延べ50人以上の積み重ねで、こうした成果を築き上げた。大好きなスポーツにたとえ、「この研究は駅伝のようなもの。今回の受賞は監督賞」と学生の健闘をたたえる。
今回の成果は、受精卵を使うなどの倫理的な問題を回避するっことができ、将来的な再生医療への応用に期待がかかる。だが、「過剰な期待も、過剰な失望もしていない」と山中さん。将来、iPS細胞が再生医療で役立つために、「僕のような基礎医学の研究者から、臨床に近い分野の研究者まで、幅広い連携が必要」と訴えた。
2008 1月8日 朝日朝刊
万能細胞分配へ 理研センター
理化学研究所バイオリソースセンター(茨城県つくば市)は、マウスの体細胞から作製した万能細胞(iPS細胞)を希望する研究者に提供・分配する事業を3月中にも始める。ヒトのiPS細胞についても08年度以降の配布を目指す。
iPS細胞については、開発者の山中伸弥・京都大学教授の研究室を中心とするコンソーシアム(研究共同体)を年度内に立ち上げ、細胞を原則無償提供する方向で調整が進んでいる。コンソーシアム以外の研究者にも、契約に基づいて提供する方針だ。

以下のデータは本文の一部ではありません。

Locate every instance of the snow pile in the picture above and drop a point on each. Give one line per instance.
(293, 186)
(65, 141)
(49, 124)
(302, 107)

同センターは京大の依頼を受けており、コンソーシアム内外への提供の「交通整理役」といった形になる見通し。
同センターはiPS細胞を増やすとともに、細菌感染などの汚染がないかチェックする。細胞は1本に100万個が入った容器で配られる。提供を受けた細胞を使った研究成果は、京大との共同研究という形になる。
2008 1月9日 朝日朝刊
万能細胞の鍵 解析へタッグ 京大と経産省
候補遺伝子探し 高速化
京都大が開発した万能細胞(iPS細胞)研究を支援するため、経済産業省はiPS細胞作製や臓器の元になる細胞への分化に必要な遺伝子を効率的に見つけ出すため、データベースなどを京大に提供し、解析手法を共同で開発する方針を決めた。米国などの追い上げが激しく、日本が主導的な立場を維持するために研究の加速が急務とされている。
10日に開かれる総合科学技術会議の作業部会で報告する。経産省所管の新エネルギー・産業技術総合開発機構(NEDO)や産業技術総合研究所、生物情報解析研究センターなどが、これまでの研究関連の成果を提供し、京都大と共同開発する計画だ。
京都大の山中伸弥教授らは、人の皮膚細胞に四つの遺伝子を組み込んでiPS細胞の作製に成功した。ただ、人間の遺伝子は約2万2千あるとされ、山中教授の場合は無数の組み合わせから24の遺伝子を選び出すまでに4年、さらに実際に成功した四つの遺伝子の組み合わせを見つけるまでに数ヶ月かかった。
新たな解析手法やデータベースを使うことで、万能細胞の作製や、様々な臓器などへの細胞の分化に使える可能性が高い遺伝子の組み合わせを、短時間で大量に検証することができるようになる。
また、iPS細胞作製の際、がん化の危険を避けるため遺伝子の代わりに使う化合物の探索などにも蓄積した研究成果を提供する。
万能細胞をより高い効率で安全に作製するための新たな候補遺伝子探しは、すでに米国では10を超える研究機関で始まっているとも言われる。